Irish rugby union club based in Coolavacoose, Co.Kildare

Edenderry RFC is an Irish rugby union team originally based in County Offaly, but now playing in Coolavacoose, Carbury, County Kildare. They play in Division 2A of the Leinster League. The club colours are white and royal blue.

== History ==
Edenderry Rugby Football Club were founded in 1951 in Edenderry, County Offaly. They first started playing on a rugby pitch given to them near the town's golf course. In 1969, Edenderry won the Leinster Provincial Towns Cup. shortly after the victory, the club decided to move grounds across the county border to Carbury in County Kildare with a new clubhouse being constructed in 1974 and extended in 1986. A further fundraising effort to improve the clubhouse was spearheaded by Moss Keane who played with a team of Irish internationals against an Edenderry XV in a charity match in 1990. The renovations were finished in 1999 with the Irish Minister of Finance, Charlie McCreevy and the President of the Irish Rugby Football Union, Billy Lavery opening it.

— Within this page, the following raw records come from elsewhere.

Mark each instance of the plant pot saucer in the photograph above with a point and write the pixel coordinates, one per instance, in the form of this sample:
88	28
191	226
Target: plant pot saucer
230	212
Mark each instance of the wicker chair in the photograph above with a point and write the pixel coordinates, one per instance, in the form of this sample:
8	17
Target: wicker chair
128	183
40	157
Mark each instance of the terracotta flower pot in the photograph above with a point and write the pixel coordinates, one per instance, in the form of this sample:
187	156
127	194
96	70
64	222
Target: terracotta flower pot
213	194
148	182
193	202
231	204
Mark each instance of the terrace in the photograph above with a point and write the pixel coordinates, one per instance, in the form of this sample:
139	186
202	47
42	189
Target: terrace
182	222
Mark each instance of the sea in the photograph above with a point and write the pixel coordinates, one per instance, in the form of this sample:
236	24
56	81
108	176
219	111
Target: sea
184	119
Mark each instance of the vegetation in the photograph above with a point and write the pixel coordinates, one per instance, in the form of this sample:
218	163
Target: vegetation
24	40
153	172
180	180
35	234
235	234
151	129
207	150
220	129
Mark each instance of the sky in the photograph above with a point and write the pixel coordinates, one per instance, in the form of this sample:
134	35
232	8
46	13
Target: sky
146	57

Edenderry have been used as hosts for the Provincial Towns Cup by the Leinster branch of the IRFU. They have also hosted training sessions for the Leinster Rugby provincial side. In 2018, the IRFU selected Edenderry to host the final of the national All-Ireland Junior Cup. In 2019, Edenderry received a grant of €24,878 to install new floodlights at their ground.